The discovery could open the door to new treatments that improve our immune system’s ability to clear the stubborn virus, leading to advances in MS research.

Thanks to antiretroviral therapy, HIV infection is no longer the life sentence it once was. But despite the effectiveness of drugs in managing and treating the virus, it can never be completely eliminated from the human body, persisting in certain deep cells of different human tissues where it goes unnoticed by the immune system.

Now, new research from University of Alberta immunologist Shokrollah Elahi reveals a possible answer to the mystery of why infected people cannot completely rid themselves of HIV.

Elahi and his team found that in HIV patients, killer T cells — a type of white blood cell responsible for identifying and killing cells infected with viruses — have very little or none of a protein called CD73.

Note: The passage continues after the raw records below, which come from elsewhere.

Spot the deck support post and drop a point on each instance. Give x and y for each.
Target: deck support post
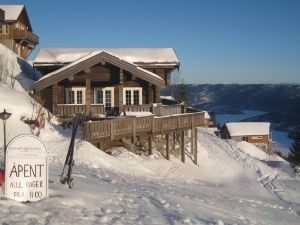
(167, 147)
(192, 141)
(88, 96)
(174, 141)
(196, 147)
(150, 145)
(133, 139)
(182, 147)
(54, 98)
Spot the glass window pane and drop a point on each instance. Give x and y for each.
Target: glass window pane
(136, 97)
(128, 97)
(71, 97)
(99, 97)
(79, 97)
(108, 98)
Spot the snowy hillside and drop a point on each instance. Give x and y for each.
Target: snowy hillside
(234, 183)
(15, 71)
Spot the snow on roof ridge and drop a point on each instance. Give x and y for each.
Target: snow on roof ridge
(91, 54)
(248, 128)
(133, 55)
(12, 11)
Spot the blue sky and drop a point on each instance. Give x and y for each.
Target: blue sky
(224, 41)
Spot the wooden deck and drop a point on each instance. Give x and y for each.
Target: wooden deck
(155, 109)
(132, 127)
(71, 109)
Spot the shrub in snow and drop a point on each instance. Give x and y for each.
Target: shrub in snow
(294, 155)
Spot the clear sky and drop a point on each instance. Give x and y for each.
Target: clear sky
(224, 41)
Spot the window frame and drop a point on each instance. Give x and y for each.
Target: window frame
(104, 89)
(75, 89)
(132, 89)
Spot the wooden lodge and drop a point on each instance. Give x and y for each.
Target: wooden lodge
(15, 30)
(106, 83)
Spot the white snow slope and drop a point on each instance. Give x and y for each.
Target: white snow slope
(234, 183)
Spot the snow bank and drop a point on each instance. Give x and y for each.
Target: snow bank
(14, 68)
(133, 55)
(248, 128)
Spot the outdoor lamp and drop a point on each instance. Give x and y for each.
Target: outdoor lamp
(4, 116)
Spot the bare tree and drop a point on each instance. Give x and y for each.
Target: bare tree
(176, 80)
(3, 69)
(12, 75)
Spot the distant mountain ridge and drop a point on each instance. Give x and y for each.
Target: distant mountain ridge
(281, 102)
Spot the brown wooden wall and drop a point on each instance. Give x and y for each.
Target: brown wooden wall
(101, 76)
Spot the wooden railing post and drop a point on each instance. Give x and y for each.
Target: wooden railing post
(150, 145)
(182, 147)
(88, 96)
(112, 132)
(196, 147)
(167, 146)
(133, 140)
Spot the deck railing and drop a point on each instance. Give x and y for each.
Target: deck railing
(134, 126)
(14, 33)
(156, 109)
(71, 109)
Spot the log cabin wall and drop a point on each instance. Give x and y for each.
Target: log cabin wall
(101, 76)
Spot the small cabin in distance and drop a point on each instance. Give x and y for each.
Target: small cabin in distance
(257, 133)
(15, 30)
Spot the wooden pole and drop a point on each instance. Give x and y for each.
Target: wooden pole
(182, 147)
(174, 141)
(150, 145)
(192, 141)
(196, 147)
(167, 147)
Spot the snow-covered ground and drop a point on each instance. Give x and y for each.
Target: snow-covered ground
(233, 183)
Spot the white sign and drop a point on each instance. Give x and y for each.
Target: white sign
(26, 169)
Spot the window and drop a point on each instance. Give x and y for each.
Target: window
(132, 96)
(257, 137)
(128, 97)
(75, 95)
(104, 96)
(4, 29)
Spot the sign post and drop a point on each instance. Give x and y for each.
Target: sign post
(26, 169)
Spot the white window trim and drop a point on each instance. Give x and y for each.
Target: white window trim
(75, 89)
(112, 89)
(133, 89)
(257, 138)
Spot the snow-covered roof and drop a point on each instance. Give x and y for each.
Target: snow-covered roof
(248, 128)
(157, 56)
(12, 12)
(206, 115)
(147, 75)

Because CD73 is responsible for cell migration and movement in tissues, the lack of the protein compromises the ability of killer T cells to find and eliminate HIV-infected cells, Elahi explained.

“This mechanism explains a potential reason why HIV stays in human tissue forever,” he said, adding that the research also shows the complexity of HIV infection.

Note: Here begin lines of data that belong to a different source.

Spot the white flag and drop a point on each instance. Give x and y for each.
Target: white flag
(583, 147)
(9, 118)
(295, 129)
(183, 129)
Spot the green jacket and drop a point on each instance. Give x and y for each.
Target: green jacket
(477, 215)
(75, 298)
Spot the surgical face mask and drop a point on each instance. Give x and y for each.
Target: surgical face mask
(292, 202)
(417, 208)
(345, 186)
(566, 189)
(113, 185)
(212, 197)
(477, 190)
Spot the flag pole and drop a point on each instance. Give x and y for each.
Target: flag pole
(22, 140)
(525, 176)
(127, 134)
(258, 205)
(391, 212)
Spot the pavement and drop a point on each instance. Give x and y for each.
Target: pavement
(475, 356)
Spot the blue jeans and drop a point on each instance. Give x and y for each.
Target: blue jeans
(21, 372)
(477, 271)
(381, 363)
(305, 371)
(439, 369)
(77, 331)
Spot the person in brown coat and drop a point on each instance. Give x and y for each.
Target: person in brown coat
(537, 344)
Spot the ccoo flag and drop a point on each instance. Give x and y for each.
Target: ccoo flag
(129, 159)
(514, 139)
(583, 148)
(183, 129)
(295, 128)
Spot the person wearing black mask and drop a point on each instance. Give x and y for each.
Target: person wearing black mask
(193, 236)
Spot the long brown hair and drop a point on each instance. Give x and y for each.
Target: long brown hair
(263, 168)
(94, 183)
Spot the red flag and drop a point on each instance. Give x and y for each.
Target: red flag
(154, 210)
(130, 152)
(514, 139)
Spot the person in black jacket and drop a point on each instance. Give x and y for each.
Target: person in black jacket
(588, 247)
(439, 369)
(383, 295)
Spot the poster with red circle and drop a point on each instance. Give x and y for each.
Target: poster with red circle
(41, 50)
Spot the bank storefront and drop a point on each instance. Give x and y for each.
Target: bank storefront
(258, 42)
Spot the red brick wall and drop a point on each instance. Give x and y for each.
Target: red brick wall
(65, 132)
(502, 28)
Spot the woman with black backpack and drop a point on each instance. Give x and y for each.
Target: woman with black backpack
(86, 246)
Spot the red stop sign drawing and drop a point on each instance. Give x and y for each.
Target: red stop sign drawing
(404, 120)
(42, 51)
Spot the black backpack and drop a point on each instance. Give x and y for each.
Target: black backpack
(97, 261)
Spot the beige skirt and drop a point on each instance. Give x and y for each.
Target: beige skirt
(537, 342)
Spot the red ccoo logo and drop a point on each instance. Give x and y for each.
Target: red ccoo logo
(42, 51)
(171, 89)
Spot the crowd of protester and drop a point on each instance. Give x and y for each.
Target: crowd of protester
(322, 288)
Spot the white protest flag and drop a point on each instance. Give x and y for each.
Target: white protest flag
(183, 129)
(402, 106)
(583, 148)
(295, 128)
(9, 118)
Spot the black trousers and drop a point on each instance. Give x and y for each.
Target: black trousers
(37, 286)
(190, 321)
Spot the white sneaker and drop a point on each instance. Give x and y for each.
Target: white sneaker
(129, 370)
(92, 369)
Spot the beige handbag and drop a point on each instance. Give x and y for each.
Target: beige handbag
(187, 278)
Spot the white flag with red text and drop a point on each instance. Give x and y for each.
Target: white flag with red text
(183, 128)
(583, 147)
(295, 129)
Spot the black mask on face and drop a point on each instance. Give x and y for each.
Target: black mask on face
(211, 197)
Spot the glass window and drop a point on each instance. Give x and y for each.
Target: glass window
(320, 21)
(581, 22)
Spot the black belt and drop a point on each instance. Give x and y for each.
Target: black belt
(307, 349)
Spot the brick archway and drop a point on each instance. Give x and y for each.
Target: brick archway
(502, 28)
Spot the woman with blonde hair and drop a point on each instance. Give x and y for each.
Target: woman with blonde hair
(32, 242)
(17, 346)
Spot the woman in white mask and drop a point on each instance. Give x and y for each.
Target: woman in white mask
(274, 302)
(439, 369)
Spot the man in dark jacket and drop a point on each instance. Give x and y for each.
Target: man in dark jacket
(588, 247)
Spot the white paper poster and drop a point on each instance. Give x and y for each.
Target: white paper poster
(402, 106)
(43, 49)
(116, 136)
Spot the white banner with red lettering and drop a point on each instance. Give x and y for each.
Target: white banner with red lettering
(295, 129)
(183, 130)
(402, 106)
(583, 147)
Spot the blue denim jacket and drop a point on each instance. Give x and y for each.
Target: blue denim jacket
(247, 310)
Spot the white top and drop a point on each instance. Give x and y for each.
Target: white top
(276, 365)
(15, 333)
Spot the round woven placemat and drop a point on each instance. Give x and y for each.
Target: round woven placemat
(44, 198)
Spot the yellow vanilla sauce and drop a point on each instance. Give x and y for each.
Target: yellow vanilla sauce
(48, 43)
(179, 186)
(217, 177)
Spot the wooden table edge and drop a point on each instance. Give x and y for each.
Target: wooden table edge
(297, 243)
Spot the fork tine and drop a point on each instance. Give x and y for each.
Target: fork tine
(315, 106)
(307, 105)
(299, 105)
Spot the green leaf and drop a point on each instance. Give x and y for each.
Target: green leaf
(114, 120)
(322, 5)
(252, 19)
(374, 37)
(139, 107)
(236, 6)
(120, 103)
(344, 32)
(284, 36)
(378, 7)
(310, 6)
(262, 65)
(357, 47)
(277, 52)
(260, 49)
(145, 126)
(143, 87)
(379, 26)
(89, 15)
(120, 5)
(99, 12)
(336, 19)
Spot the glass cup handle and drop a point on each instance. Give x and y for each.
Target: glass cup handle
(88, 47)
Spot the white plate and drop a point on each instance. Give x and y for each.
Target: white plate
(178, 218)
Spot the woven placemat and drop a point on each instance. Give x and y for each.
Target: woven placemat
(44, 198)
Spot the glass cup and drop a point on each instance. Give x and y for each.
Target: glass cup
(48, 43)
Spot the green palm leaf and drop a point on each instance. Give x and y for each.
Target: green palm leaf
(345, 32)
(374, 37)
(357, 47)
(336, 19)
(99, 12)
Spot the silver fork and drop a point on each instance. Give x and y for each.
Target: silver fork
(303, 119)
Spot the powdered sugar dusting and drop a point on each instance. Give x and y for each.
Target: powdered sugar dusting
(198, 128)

“This gives us the opportunity to come up with potential new treatments that would help killer T cells migrate better to access infected cells in different tissues. »

After identifying the role of CD73 – a three-year project – Elahi focused on understanding the potential causes of the drastic reduction. He found that this was partly due to the chronic inflammation that is common in people living with HIV.

“As a result of extensive studies, we found that chronic inflammation leads to increased levels of a type of RNA found in cells and in the blood called microRNA,” he explained. “These are very small types of RNA that can bind to messenger RNAs to stop them from making the CD73 protein. We found that this caused the deletion of the CD73 gene. »

The team’s finding also helps explain why people living with HIV have a lower risk of developing multiple sclerosis, Elahi noted.

“Our results suggest that reduced or eliminated CD73 may be beneficial in HIV-infected individuals to protect against MS. Therefore, targeting CD73 could be a potential new therapeutic marker for MS patients. »

Elahi said the next steps in her research include identifying ways to manipulate the CD73 gene to turn it on in patients living with HIV and turn it off in those with MS.